I mentioned to our representative that we are committed to security transparency and have a duty to post about this experience. They followed up with three separate calls from their CSO, CIO, and a member of their incident response team.  I took the opportunity to find out what I could about their application security program.

I started by reviewing HubSpot's security story and scanning approach. From these, there's no way to know about their secure coding practices, since they only talk about SSL and WAF at the application level. So what are HubSpot's protections against the OWASP Top Ten?  What does their application security program look like?

Unfortunately, I couldn't get a clear answer. This doesn't mean that they don't have a strong application security program, just that they're not willing to share it with me.
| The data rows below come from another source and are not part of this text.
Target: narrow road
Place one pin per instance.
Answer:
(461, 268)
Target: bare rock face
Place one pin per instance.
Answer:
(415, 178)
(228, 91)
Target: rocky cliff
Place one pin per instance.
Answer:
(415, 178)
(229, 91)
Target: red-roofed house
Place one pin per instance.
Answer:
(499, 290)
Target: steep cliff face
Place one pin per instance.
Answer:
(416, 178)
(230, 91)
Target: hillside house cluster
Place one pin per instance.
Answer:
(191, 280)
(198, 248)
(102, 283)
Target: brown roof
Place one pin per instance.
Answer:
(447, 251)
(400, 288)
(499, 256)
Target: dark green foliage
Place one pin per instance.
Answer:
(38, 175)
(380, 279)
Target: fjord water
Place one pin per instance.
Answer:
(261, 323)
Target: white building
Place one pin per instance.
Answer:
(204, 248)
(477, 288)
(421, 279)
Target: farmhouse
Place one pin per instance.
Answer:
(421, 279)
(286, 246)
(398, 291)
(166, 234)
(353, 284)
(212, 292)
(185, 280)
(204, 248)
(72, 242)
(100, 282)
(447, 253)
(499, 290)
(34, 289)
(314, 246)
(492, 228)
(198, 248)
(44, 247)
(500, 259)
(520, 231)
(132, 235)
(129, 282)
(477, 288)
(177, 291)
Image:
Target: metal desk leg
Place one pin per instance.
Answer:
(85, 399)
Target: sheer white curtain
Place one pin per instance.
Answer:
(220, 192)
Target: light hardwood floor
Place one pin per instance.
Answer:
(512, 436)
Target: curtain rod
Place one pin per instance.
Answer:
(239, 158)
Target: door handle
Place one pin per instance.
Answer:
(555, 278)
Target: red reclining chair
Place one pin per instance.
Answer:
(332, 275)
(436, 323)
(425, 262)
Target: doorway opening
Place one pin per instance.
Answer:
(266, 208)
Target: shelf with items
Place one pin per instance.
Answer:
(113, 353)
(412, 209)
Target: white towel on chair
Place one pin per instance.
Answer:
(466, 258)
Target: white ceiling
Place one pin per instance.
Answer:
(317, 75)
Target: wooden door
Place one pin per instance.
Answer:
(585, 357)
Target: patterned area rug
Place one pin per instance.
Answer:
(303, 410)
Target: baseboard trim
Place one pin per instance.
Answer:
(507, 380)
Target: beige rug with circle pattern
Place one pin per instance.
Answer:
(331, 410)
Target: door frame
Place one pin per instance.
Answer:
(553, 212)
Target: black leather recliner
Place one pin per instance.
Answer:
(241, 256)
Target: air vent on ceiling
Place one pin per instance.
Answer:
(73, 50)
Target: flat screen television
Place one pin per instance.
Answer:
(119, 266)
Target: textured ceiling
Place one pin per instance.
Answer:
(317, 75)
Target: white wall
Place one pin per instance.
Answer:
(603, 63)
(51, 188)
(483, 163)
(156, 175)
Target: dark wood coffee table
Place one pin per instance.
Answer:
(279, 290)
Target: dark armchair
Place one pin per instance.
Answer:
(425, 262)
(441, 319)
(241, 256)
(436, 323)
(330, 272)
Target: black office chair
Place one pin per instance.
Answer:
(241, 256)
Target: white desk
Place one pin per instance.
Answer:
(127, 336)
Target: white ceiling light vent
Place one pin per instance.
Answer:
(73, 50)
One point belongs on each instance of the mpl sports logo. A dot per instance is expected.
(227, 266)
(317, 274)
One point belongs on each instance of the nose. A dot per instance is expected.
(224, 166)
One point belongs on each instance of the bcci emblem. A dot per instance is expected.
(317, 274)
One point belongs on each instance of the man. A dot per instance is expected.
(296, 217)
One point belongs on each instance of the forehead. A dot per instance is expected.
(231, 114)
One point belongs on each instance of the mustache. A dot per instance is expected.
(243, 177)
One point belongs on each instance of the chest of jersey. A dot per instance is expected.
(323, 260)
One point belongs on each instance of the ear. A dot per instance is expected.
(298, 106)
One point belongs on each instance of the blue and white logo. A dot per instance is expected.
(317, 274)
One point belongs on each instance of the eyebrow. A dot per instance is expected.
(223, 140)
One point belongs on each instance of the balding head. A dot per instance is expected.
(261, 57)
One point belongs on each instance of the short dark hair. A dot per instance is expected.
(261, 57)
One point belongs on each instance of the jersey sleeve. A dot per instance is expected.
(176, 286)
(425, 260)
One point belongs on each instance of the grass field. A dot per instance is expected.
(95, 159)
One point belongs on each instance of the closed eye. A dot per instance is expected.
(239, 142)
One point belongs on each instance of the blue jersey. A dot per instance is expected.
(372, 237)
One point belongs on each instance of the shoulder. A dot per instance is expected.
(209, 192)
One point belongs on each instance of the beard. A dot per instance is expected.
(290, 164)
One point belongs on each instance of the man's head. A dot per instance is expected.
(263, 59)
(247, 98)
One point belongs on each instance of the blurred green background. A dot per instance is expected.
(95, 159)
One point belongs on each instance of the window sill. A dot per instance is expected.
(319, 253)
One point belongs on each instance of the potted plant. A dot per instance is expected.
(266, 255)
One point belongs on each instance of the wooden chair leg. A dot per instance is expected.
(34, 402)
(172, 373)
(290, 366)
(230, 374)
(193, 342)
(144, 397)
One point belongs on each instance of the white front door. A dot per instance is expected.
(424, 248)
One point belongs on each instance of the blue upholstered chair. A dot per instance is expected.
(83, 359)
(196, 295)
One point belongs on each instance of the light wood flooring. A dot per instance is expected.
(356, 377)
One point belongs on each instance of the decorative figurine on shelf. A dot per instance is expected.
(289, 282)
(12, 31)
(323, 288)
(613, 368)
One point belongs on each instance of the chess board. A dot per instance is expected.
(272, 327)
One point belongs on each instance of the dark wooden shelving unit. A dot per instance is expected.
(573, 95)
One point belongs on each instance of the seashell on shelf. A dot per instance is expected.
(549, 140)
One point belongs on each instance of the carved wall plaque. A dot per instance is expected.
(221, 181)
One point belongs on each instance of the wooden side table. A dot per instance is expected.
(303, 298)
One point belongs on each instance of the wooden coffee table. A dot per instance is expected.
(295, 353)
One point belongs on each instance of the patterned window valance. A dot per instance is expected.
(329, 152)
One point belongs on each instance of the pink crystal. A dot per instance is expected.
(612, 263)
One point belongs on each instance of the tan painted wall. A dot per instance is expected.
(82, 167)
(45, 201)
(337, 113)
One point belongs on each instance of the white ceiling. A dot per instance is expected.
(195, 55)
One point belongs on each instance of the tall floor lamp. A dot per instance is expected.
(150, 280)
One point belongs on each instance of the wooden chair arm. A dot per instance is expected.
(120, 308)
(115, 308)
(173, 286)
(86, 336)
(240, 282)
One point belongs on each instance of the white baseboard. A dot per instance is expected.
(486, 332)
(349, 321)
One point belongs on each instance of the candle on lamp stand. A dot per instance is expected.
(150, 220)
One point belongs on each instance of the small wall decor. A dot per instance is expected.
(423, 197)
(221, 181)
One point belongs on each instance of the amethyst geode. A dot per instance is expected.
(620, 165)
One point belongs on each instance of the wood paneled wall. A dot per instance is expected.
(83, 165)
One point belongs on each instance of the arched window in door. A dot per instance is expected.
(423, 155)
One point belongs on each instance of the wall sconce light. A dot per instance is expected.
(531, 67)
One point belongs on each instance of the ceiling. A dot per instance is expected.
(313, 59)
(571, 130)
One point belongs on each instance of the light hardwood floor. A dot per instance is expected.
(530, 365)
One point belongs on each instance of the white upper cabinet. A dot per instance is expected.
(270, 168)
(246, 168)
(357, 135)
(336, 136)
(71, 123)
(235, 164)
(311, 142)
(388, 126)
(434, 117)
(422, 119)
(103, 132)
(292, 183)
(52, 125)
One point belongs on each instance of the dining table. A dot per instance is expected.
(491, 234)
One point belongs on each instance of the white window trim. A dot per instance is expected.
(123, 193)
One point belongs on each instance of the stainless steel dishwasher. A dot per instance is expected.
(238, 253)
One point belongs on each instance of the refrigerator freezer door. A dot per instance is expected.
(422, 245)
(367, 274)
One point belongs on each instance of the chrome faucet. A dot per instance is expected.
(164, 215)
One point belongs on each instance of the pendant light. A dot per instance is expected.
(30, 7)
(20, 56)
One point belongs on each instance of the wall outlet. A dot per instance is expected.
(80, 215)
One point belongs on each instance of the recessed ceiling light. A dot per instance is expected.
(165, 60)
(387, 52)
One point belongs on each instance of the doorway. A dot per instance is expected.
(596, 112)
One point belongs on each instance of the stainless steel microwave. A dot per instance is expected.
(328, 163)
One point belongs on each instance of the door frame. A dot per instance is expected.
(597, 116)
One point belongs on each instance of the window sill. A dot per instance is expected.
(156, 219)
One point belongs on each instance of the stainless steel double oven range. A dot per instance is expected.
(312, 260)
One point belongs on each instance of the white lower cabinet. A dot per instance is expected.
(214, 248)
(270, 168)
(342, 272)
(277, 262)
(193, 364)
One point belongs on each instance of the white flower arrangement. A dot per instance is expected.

Here's what I was able to figure out.

• They have performed an analysis to see if this vulnerability was exploited
• They don't think this vulnerability was actually exploited, based on some sort of content scan
• They believe they have no legal requirement to disclose and won't be saying anything publicly about it
• They claim to use several tools and several highly regarded vendors
• They can't say how such a simple XSS was able to get through their program
• They won't share what security controls are in place or what their security roadmap includes.
• They don't know when SSL might be added

I have my concerns here and I wish they were more transparent, but I applaud HubSpot for being able to respond to the XSS problem in 24 hours. That's an impressive turnaround time. All in all, I'm glad that HubSpot is managing this part of our infrastructure. They took the problem seriously and deployed a fix quickly.